[Date Prev][Date Next][Thread Prev][Thread Next][Date Index][Thread Index]
Re: 20020906: thelma not too good
- Subject: Re: 20020906: thelma not too good
- Date: Sat, 07 Sep 2002 13:27:02 -0600
Hi all,
The uptime.log is even wierder today. Look at this snippet:
12:06pm up 1 day(s), 21:17, 6 users, load average: 9.14, 10.77,
11.99
12:07pm up 1 day(s), 21:18, 6 users, load average: 7.82, 10.04,
11.64
12:08pm up 1 day(s), 21:19, 6 users, load average: 5.48, 8.91, 11.14
12:09pm up 1 day(s), 21:20, 6 users, load average: 4.11, 7.91, 10.64
12:10pm up 1 day(s), 21:21, 6 users, load average: 3.32, 7.02, 10.14
12:11pm up 1 day(s), 21:22, 6 users, load average: 4.17, 6.61, 9.80
12:12pm up 1 day(s), 21:23, 6 users, load average: 4.37, 6.23, 9.45
12:13pm up 1 day(s), 21:24, 6 users, load average: 4.88, 6.07, 9.20
12:14pm up 1 day(s), 21:25, 6 users, load average: 3.68, 5.58, 8.82
12:15pm up 1 day(s), 21:26, 6 users, load average: 4.66, 5.47, 8.57
12:16pm up 1 day(s), 21:27, 6 users, load average: 4.48, 5.29, 8.31
12:17pm up 1 day(s), 21:28, 6 users, load average: 3.37, 4.86, 7.96
12:18pm up 1 day(s), 21:29, 6 users, load average: 4.57, 4.86, 7.75
12:19pm up 1 day(s), 21:30, 6 users, load average: 5.41, 5.16, 7.68
12:20pm up 1 day(s), 21:31, 6 users, load average: 3.70, 4.70, 7.36
12:21pm up 1 day(s), 21:32, 6 users, load average: 3.75, 4.52, 7.12
12:22pm up 1 day(s), 21:33, 6 users, load average: 2.58, 4.08, 6.80
12:23pm up 1 day(s), 21:34, 6 users, load average: 12.65, 6.56, 7.50
12:24pm up 1 day(s), 21:35, 6 users, load average: 15.59, 8.51, 8.13
12:25pm up 1 day(s), 21:36, 6 users, load average: 17.77, 10.44,
8.84
12:26pm up 1 day(s), 21:37, 6 users, load average: 18.57, 11.98,
9.50
I can't correlate that 12:23 moment with anything in the LDM logs or the
system logs. (/var/adm/messages is practically empty.)

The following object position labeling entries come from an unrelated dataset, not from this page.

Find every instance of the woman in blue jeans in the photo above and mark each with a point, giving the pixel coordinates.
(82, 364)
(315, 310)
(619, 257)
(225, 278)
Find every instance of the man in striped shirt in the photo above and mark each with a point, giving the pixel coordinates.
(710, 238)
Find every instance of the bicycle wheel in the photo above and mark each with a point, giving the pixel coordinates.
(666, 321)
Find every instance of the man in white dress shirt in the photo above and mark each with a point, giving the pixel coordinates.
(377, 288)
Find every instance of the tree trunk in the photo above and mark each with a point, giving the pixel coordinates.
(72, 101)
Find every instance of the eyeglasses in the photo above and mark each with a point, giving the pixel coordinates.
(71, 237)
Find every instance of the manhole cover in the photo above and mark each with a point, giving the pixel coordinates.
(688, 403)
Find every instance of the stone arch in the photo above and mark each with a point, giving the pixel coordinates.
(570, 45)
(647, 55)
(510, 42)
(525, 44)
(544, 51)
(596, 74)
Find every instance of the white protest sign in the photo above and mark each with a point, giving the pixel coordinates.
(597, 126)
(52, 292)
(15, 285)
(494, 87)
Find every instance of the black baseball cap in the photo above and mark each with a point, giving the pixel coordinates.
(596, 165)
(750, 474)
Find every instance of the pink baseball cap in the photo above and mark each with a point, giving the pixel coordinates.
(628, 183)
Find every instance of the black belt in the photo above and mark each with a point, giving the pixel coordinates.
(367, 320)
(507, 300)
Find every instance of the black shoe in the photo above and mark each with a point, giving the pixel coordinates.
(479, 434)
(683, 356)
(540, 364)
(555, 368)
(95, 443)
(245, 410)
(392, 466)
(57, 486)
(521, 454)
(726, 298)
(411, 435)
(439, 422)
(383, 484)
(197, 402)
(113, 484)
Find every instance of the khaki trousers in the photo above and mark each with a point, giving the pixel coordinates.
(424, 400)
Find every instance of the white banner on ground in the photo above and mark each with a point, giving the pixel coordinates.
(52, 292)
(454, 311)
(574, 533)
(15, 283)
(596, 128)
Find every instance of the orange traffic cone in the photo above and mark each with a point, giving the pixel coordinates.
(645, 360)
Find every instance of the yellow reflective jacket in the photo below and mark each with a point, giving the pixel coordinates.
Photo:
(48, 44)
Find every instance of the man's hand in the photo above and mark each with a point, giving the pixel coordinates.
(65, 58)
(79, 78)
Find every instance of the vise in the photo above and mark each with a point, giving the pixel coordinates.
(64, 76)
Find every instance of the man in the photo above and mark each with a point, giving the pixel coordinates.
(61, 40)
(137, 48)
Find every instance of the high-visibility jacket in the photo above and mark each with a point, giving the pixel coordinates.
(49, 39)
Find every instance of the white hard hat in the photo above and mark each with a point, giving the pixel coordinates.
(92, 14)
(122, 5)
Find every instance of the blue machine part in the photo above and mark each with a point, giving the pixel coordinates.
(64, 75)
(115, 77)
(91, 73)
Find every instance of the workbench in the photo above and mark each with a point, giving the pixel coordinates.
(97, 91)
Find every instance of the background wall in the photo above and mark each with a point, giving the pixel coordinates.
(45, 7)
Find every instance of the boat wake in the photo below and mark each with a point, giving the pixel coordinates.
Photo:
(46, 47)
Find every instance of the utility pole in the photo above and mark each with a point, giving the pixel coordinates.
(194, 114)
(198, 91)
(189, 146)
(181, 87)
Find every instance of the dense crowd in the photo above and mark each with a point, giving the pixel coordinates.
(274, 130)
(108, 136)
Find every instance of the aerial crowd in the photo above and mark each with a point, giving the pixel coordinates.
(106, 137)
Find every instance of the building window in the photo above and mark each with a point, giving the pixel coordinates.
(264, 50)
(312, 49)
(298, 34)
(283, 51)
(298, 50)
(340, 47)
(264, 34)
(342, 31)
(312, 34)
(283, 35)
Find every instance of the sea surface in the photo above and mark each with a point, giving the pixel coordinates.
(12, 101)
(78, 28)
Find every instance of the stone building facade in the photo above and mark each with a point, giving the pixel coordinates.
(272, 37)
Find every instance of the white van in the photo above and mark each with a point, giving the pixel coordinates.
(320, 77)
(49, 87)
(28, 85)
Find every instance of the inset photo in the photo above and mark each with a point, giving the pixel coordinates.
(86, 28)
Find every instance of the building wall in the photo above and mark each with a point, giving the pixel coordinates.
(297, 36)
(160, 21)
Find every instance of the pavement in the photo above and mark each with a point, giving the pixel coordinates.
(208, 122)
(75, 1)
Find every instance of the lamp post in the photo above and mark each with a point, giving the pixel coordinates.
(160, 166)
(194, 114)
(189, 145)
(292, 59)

And, here's a traceroute from thelma to Penn State:
/local/ldm% traceroute ldm.meteo.psu.edu
traceroute: Warning: Multiple interfaces found; using 192.52.106.21 @
ge0
traceroute to ldm.meteo.psu.edu (128.118.28.12), 30 hops max, 40 byte
packets
1 vbnsr-dmzfnet (192.52.106.10) 0.698 ms 0.690 ms 0.434 ms
2 mlra-n2 (128.117.2.253) 0.382 ms 0.375 ms 0.594 ms
3 gin-n243-72 (128.117.243.73) 0.849 ms 0.735 ms 0.565 ms
4 frgp-gw-1 (128.117.243.34) 1.543 ms 2.415 ms 1.700 ms
5 198.32.11.105 (198.32.11.105) 2.239 ms 1.709 ms 1.509 ms
6 kscy-dnvr.abilene.ucaid.edu (198.32.8.14) 12.183 ms 12.184 ms
12.815 ms
7 ipls-kscy.abilene.ucaid.edu (198.32.8.6) 22.066 ms 21.362 ms
21.394 ms
8 clev-ipls.abilene.ucaid.edu (198.32.8.26) 27.925 ms 27.939 ms
27.706 ms
9 abilene.psc.net (192.88.115.122) 31.138 ms 30.860 ms 31.129 ms
10 bar-beast.psc.net (192.88.115.17) 31.111 ms 30.987 ms 31.156 ms
11 psu-i2.psc.net (192.88.115.98) 57.862 ms 42.568 ms 73.063 ms
12 * * *
13 * * *
14 * * *
15 * * *
16 * * *
17 * * *
18 * * *
19 * * *
20 * * *
21 * * *
22 * * *
23 * * *
24 * * *
25 * * *
26 * * *
27 * * *
28 * * *
29 * * *
30 * * *
From the LDM log, they're definately losing CONDUIT products.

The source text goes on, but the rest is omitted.